Members of Sydney’s Muslim community say Pauline Hanson should put her offensive views aside and meet them to share a meal.

Up to a million visitors are expected to show up at a popular night market in Lakemba in south-western Sydney for the month of Ramadan, where dozens of stalls serve everything from camel burgers to sugarcane juice.

But the first day of the holy month has been tinged with sadness and frustration after a threatening letter was sent to Lakemba Mosque – the third it has received in a month.

It echoed Senator Hanson’s widely-condemned comments days earlier that there were “no good Muslims” and that she felt “unsafe” and not welcomed in the area.

Born and bred in Lakemba, construction worker Mohammed – who asked that his full name not be used – extended an invite to the controversial politician.

“We want Pauline Hanson to come down here, break our fast and eat with us and see how we are,” he told AAP on the steps of the mosque with his young son in tow.

“It’s a multicultural place … come in and we’ll show you around.”

The 35-year-old noted the threats would not deter him from going to pray and seeking spiritual solace in the next few weeks, when Muslims globally fast from sunrise to sunset. 

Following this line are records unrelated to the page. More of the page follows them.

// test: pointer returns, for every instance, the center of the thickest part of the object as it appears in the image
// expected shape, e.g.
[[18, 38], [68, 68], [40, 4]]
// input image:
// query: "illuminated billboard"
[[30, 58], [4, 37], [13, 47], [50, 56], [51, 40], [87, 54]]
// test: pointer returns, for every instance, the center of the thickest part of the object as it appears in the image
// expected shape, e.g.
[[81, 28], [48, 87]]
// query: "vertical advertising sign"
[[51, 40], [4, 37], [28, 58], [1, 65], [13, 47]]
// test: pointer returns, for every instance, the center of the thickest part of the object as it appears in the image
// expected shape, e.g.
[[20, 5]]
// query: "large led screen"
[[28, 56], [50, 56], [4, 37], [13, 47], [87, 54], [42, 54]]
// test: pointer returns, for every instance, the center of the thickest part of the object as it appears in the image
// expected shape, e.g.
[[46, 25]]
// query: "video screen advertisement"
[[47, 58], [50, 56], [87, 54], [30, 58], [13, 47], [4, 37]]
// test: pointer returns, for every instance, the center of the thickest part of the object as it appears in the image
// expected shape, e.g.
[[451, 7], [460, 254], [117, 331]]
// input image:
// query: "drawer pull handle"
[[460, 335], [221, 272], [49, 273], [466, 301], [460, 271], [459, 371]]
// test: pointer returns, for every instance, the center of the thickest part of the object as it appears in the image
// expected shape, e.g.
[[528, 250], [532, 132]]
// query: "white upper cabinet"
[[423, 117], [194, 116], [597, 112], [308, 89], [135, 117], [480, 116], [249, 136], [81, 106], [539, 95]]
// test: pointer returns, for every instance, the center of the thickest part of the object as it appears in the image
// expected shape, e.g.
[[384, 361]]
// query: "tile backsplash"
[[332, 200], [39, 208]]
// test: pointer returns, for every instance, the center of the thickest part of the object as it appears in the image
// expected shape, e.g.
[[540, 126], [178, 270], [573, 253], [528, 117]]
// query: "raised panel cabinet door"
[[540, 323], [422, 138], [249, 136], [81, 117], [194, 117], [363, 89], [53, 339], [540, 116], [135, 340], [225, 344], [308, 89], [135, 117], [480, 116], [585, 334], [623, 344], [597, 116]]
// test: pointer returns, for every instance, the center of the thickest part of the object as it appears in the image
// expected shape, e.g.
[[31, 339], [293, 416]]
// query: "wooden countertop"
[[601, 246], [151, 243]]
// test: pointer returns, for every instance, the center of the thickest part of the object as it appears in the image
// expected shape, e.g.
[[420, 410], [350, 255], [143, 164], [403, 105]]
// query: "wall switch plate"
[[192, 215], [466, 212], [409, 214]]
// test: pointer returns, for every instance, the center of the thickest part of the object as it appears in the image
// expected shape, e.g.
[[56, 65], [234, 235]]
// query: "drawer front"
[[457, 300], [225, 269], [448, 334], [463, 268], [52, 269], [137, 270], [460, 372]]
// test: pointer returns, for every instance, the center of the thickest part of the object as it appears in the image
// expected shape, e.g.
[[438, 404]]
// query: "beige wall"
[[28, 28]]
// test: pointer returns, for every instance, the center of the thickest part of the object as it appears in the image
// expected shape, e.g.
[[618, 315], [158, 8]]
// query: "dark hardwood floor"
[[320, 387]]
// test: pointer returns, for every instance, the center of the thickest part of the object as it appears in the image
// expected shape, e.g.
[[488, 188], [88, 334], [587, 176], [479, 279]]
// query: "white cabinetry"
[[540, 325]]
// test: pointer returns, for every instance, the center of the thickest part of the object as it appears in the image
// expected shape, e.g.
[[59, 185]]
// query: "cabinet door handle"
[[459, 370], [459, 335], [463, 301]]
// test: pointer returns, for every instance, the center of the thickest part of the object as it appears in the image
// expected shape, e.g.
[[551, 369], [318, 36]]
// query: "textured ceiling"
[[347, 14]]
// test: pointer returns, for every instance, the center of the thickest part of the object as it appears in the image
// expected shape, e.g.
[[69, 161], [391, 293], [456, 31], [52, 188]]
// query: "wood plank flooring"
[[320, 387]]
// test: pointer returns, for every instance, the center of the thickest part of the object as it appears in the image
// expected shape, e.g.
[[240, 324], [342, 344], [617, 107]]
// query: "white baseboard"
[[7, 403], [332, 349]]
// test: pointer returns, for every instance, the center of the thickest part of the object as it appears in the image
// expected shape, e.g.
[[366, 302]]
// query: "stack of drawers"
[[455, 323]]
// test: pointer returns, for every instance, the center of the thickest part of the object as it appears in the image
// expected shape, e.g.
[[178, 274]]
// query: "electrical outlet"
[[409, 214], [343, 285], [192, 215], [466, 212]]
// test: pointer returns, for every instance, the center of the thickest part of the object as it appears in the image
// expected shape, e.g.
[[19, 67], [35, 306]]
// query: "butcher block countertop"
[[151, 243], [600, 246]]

“Those who made a threat, we can help them and guide them. It’s not going to (stop us coming) to the mosque anymore or scare us.”

Worshippers inside Lakemba Mosque
Worshippers inside Sydney’s Lakemba Mosque while fasting during Ramadan. (Flavio Brancaleone/AAP PHOTOS)

Sharing in a communal breaking of the fast at the mosque after a long hot day, Mahadi Hasan said he felt at home in the suburb observing his first Ramadan away from his family in Bangladesh.

“I came to Australia because it’s one of the most peaceful countries in the world and we Muslims also love peace,” he said.

The 24-year-old student said he was “very concerned” with the rising rhetoric targeting Muslims in Australia, including the latest threat to the Lakemba Mosque.

Featuring a cartoon pig, the letter made calls to kill or deport Muslims and referenced an Australian convicted terrorist who killed 51 Muslims in Christchurch in 2019.

A vendor prepares grilled meat skewers in Sydney
A vendor prepares grilled meat skewers in Sydney as Muslims end their fast. (Flavio Brancaleone/AAP PHOTOS)

The unsigned letter delivered to the mosque also contained a direct death threat levelled against Josh Lees, the prominent organiser of the Palestine Action Group, with the words “Praise Israel” atop.

He said politicians had fanned the flames of Islamophobia by denigrating supporters of the Palestinian cause, against a backdrop of more than 70,000 people being killed in Gaza over the last two years.

“There is a clear link between media and politicians’ consistent attacks on the Palestinian movement and the vicious rise in disgusting Islamophobia,” he told reporters.